Karen Harries-Rees is a science journalist based in Melbourne, Australia
Heffter Research Institute
MDMA , 3,4-methylenedioxymethamphetamine, also known as ecstasy, is a ring-substituted phenylisopropylamine derivative. It is a psychoactive drug chemically similar to the stimulant methamphetamine and the hallucinogen mescaline. It was initially patented by Merck in 1912 as an intermediary chemical used in the synthesis of hydrastinine. It was rediscovered by chemist Alexander Shulgin in the 1970s. Some researchers say that MDMA should be in a separate drug class, the entactogens or empathogens. These reduce fear associated with emotionally upsetting thoughts, feelings or memories and generate or enhance feelings of closeness to others. The effects of MDMA include feelings of openness, euphoria, empathy, love and heightened self-awareness, lasting for three to five hours.

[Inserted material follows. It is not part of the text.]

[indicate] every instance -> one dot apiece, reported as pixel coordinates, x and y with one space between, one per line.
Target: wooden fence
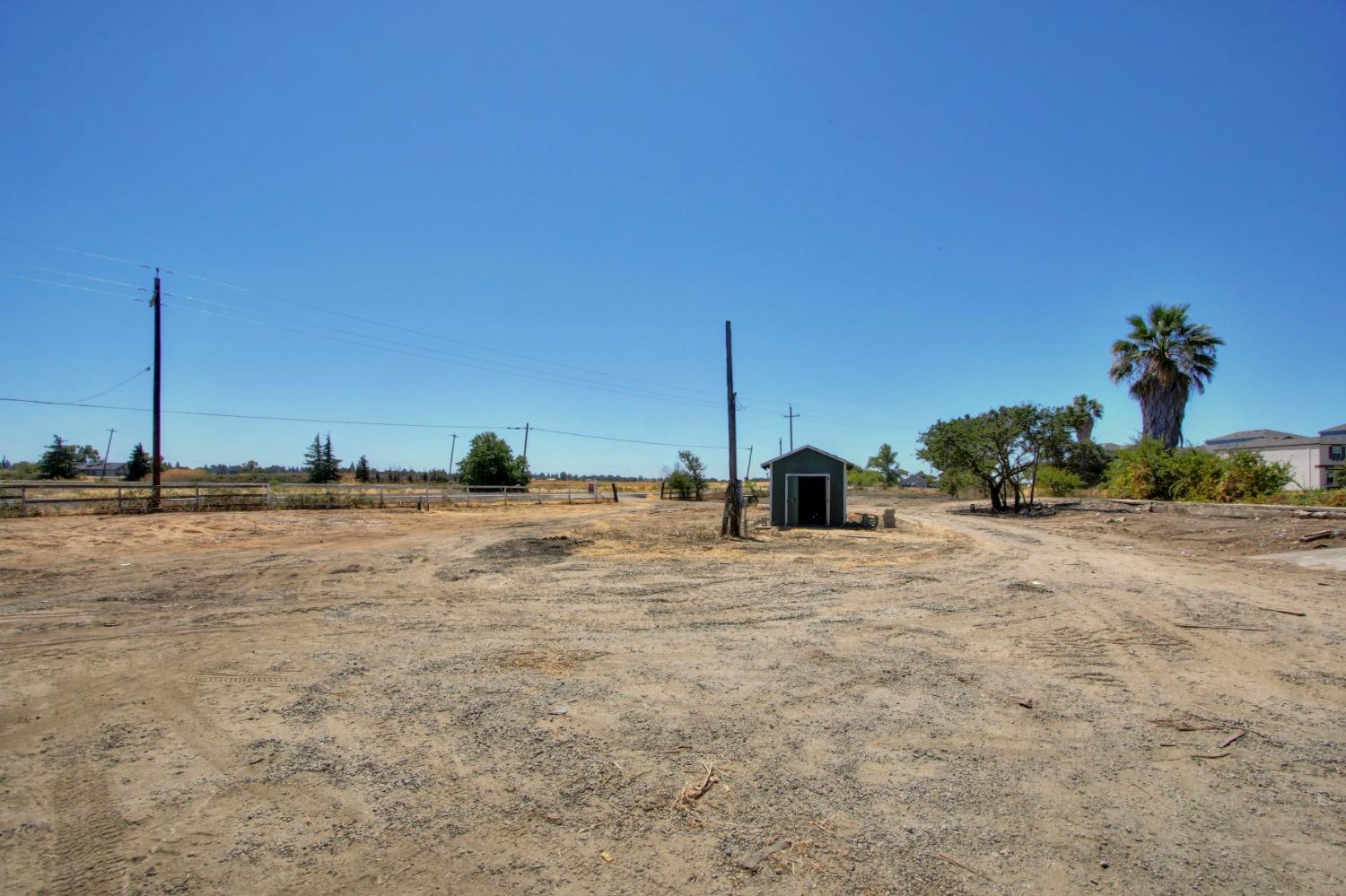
35 498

LSD, or lysergic acid diethylamide-25 was first synthesised by Albert Hofmann in 1938. It is a chiral compound with two stereocentres at the carbon atoms C-5 and C-8, so four optical isomers of LSD could exist. The C-5 isomers of lysergamides do not exist in nature and are not formed during synthesis from d-lysergic acid. Of the two C-8 isomers, only one (the d-) LSD is psychoactive. LSD is one of the most potent mind-altering chemicals known. The current theory is that it works by inhibiting serotonin. Its effects are very variable, are strongly dependent on the setting and usually last for eight to 12 hours. It alters perception, mood and psychological processes.
Psilocybin, along with psilocin, is the primary active ingredient of psilocybe mushrooms and are equally psychoactive. The ratio of psilocybin to psilocin varies between species. Psilocin, the dephosphorylated free base alcohol of psilocybin, is unstable and breaks down when the mushroom is dried, whereas psilocybin lasts much longer. They are part of the tryptamine family and closely resemble the neurotransmitter serotonin. Like LSD, they are thought to inhibit serotonin. The effects are also strongly dependent on the setting and are similar to LSD.